“The Sell Sider” is a column written for the sell side of the digital media community.
Today’s column is written by Heather Menery, vice president of emerging solutions at PubMatic.
There are many debates today surrounding mobile and display: Are they now one and the same? Should we still have dedicated, separate budgets or simply merge mobile and display together?
Although it’s clear that we must manage all these channels in an integrated and efficient way, mobile still has unique qualities that set it apart from others. Users, for example, behave very differently on their mobile devices than they do on laptops. We can also take advantage of mobile’s unique attributes, especially in the programmatic space.
The key is in understanding that the value of mobile is ultimately captured in the human context: a person’s location, activities and intent.
Our mobile devices accompany us everywhere, from our first morning coffee run to the workplace, business lunches and happy hours, before ending up on our nightstands as we go to sleep. While traditional display ads are presented in the context of the activity on the device, such as the web page being read or game being played, mobile ads become more effective when they reflect the context of the person’s activity. The ability to use location to make inferences about what people are doing and what they might want based on that activity is far more valuable than the on-device context in which the ad itself is shown.

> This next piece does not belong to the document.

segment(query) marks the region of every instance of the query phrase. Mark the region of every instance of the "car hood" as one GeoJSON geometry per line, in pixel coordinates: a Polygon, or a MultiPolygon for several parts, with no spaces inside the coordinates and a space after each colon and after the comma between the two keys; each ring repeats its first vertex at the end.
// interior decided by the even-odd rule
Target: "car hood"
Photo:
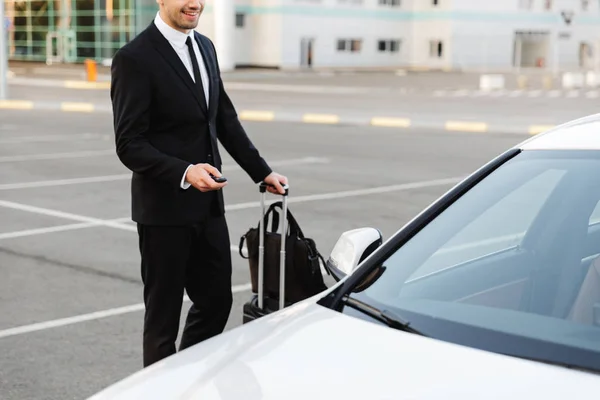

Media buyers know location is the single most requested data parameter on exchanges and they are willing to pay a premium for it. In my experience, publishers that pass location of the device can see an increase in CPM of up to 124% over those that do not. They are also becoming smarter about the type of location they will bid on. For example, location was a hot topic last year, but media buyers were not picky about the type of location data publishers passed along so it didn’t matter if it was the user’s ZIP code or IP address.
But a shift has occurred within the last six months. Media buyers now require that publishers specify in bid requests whether location data will come from device GPS – the most precise and valuable type of data – or from other sources, such as IP address or user registration data. The implication is that media buyers are being far more strategic about the role location plays in satisfying their campaign needs.
It now matters whether the user they’re targeting is in the same city as a store, within five miles of a store or standing right in front of it. Soon, thanks to assisted GPS, iBeacons and NFC, it will become feasible to buy based on whether a user is standing in a particular store aisle or even right in front of the product.
Most agencies now challenge their demand-side platforms (DSP) and ad networks to better understand where location is coming from. In turn, many DSPs and ad networks now challenge their own technology partners to specify not only location, but also the type of location a publisher is offering in the bid request.
The industry is also witnessing the emergence of a variety of “hyperlocal” mobile DSPs that will bid only when the most accurate form of location is present in the bid request. Advertisers’ sensitivity to the type of location they are accessing is an encouraging sign for mobile, as it proves the increasing sophistication of the industry and further unlocks its tremendous marketing potential.
In addition to opportunistic targeting based on a user’s location, this data is also being used by mobile DSPs in more intelligent and sophisticated ways to build user profiles based on where the user has been and where they may be going. For example, understanding that a particular mobile user travels 25 miles from point A to point B every weekday morning signals that they live in one neighborhood and work in another, making for a long commute. Combine this data with other inferences about the user’s demographics and interests, and you end up with some very valuable targeting data.
Mobile is growing fast in reach and sophistication, which is astonishing for a business that barely existed before the introduction of the iPhone in 2007. Premium publishers are attractive to media buyers, but they are that much more attractive when they have valuable data.
Not having that data today already hurts monetization rates. Not having that data tomorrow as part of a publisher’s offerings could be a deal breaker. Publishers that are sitting on lots of valuable data can expect the phone to ring a lot more next year.